Define byte appearing in debug after a manually encoded far call

Question

I couldn't get MASM to accept a far call instruction written as call 0f000h:1260h, probably because of the issues brought up in this question.

Instead of messing around with cryptic MASM directives, I decided to manually encode it into my program using DB like so:

pushf                      ;IRET will be executed, push flags.
db 9ah,60h,12h,0,0f0h      ;call location f000:1260.
                           ;Location pointed to by int 1c (System timer tick)
                           ;BIOS defaults it to a dummy IRET

While tracing through the program with DEBUG.COM, I noticed that "DB FE" appears after the execution of the call instruction. However, this doesn't occur when executing int 1ch. What's the difference between these two methods of jumping to location f000:1260?

I assumed that DEBUG wasn't recognizing 0xfe (along with the following bytes) as a valid opcode. I dumped location f000:1260 in order to see which bytes were there.

Byte 0xfe is indeed present, along with some other bytes. I know that 0xcf by itself is the opcode for IRET (which is all that I was expecting to find), so what are these other bytes?

Here's the IVT entry for int 1ch at location 0000:0070.

UPDATE

As Michael Petch stated in his answer, the strange bytes make up a callback mechanism into DOSBox. I was curious to see what would happen if I tried to execute this callback in my main program.

Executing:

xor ah, ah                 ;select set video mode function
mov al, 13h                ;320x200 256 colors
db 0feh,38h,18h,00h        ;set video mode DOSBox callback.
                           ;Nothing pushed to stack.

Seems to be exactly the same as executing:

xor ah, ah                 ;select set video mode function
mov al, 13h                ;320x200 256 colors
int 10h                    ;set video mode.
                           ;Three registers pushed, FLAGS altered (by INT)
                           ;callback occurs, registers popped (by IRET)

The only difference being that int pushes FLAGS, CS, and IP, as well as clears IF and TF. The program is returned to an IRET (at location f000:1264) which undoes all of that.
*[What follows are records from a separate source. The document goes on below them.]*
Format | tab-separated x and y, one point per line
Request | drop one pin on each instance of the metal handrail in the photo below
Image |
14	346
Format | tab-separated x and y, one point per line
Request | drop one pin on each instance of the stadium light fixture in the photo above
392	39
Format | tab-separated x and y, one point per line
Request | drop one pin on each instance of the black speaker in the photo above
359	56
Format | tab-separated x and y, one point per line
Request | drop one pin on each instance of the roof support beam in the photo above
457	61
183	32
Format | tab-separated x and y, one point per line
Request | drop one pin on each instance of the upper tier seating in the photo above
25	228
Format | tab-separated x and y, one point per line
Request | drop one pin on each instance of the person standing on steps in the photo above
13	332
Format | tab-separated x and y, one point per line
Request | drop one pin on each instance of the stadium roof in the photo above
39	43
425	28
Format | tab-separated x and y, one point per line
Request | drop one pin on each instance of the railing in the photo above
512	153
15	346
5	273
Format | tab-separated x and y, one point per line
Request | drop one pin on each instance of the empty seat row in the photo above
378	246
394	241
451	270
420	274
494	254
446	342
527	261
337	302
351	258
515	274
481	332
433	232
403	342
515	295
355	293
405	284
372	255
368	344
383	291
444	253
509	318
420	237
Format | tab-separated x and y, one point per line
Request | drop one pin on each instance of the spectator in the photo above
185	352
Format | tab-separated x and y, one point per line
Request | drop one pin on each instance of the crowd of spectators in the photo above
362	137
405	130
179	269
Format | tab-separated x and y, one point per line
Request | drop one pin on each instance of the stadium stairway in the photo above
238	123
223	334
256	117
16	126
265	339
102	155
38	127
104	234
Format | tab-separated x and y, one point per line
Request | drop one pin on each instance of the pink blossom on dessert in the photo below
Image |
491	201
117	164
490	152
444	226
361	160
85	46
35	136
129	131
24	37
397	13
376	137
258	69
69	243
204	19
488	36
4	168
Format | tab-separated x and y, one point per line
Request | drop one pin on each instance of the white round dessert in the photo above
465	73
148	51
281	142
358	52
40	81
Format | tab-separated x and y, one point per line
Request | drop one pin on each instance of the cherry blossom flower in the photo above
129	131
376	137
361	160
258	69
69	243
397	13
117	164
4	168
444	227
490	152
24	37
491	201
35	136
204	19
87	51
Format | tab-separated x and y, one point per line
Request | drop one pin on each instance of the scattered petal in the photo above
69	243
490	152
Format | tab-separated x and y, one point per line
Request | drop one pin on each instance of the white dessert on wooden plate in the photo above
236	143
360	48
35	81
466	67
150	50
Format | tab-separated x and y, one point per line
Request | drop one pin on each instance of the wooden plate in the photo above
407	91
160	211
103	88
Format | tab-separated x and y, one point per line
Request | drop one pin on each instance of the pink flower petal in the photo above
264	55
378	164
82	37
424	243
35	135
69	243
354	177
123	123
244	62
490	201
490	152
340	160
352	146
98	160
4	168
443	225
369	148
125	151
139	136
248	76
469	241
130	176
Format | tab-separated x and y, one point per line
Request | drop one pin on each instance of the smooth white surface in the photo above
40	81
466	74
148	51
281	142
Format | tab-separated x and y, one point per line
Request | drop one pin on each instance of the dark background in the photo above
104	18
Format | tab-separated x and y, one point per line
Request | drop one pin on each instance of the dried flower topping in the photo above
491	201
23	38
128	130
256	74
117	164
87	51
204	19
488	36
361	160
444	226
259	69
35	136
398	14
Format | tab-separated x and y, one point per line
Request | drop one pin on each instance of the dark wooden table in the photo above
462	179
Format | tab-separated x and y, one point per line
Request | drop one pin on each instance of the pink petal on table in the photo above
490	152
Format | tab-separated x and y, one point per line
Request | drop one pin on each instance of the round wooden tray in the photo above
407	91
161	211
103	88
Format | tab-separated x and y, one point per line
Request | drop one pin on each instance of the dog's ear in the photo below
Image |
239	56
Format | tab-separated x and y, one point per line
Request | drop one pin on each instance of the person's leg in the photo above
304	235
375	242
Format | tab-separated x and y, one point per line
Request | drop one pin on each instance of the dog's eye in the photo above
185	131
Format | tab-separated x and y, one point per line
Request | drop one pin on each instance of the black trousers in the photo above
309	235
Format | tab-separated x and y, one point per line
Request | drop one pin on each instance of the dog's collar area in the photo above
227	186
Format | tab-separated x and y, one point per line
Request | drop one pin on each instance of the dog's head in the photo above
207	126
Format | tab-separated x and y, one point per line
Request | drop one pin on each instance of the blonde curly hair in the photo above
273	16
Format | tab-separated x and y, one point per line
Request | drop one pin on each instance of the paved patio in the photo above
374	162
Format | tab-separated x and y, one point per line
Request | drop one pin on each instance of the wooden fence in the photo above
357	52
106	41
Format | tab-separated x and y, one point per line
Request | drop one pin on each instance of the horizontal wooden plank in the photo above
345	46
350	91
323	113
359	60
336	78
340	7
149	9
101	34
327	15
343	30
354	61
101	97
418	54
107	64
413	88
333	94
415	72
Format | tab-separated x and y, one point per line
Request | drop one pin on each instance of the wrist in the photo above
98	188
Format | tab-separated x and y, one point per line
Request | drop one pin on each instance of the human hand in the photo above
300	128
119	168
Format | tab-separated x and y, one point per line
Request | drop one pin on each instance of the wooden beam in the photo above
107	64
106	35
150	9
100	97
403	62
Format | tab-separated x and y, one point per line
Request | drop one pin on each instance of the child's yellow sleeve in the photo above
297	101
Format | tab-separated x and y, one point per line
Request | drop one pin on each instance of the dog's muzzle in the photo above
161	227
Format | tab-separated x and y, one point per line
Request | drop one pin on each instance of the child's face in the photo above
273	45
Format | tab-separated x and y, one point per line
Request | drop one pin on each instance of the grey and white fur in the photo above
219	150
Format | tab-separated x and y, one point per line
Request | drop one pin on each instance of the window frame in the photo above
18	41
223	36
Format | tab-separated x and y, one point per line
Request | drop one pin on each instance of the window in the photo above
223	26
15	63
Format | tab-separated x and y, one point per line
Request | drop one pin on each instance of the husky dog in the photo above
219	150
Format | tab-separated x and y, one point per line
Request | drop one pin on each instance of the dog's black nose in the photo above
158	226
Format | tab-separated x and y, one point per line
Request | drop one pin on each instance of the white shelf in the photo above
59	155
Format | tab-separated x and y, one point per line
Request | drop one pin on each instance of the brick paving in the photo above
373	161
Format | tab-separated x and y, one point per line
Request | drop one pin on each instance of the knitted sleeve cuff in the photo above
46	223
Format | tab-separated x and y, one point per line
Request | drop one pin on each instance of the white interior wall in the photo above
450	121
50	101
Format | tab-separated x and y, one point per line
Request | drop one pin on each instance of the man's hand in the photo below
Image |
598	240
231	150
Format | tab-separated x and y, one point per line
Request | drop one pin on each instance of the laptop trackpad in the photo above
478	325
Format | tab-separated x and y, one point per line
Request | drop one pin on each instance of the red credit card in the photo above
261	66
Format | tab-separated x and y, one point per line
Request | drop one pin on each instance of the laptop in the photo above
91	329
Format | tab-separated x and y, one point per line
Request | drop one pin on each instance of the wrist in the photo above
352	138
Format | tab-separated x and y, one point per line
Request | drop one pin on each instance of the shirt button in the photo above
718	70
"DB FE" still shows up in DEBUG. I think the callback is only triggered by the combination of 0xfe and 0x38. It first tries to execute 0xfe, which in this case is not part of a valid opcode and does nothing (0xfe is part of inc opcode when followed by valid bytes), then upon encountering the following 0x38 the callback occurs.

Answer 1

0xFE 0x38 is not a defined prefix and/or instruction on a real Intel x86 processor. In DOSBox the sequence 0xFE 0x38 is a special 4 byte instruction.The remaining two byte make up a 16-bit value that act as a DOSBox callback index number. In this case the index is 0x0013.

What this effectively does is calls across into DOSBox itself to perform the requested task. DOSBox will do whatever processing it needs, sets the registers inside the emulator and then returns. The next instruction is the IRET (0xCF). That will end the interrupt and continue processing instructions prior to the interrupt call.

I discovered this while looking at the DOSBox code. In particular the function CALLBACK_SetupExtra:

case CB_IRET:
    if (use_cb) {
        phys_writeb(physAddress+0x00,(Bit8u)0xFE);  //GRP 4
        phys_writeb(physAddress+0x01,(Bit8u)0x38);  //Extra Callback instruction
        phys_writew(physAddress+0x02,(Bit16u)callback);     //The immediate word
        physAddress+=4;
    }
    phys_writeb(physAddress+0x00,(Bit8u)0xCF);      //An IRET Instruction

This code sets up DOSBox callbacks where an IRET is required after the callback.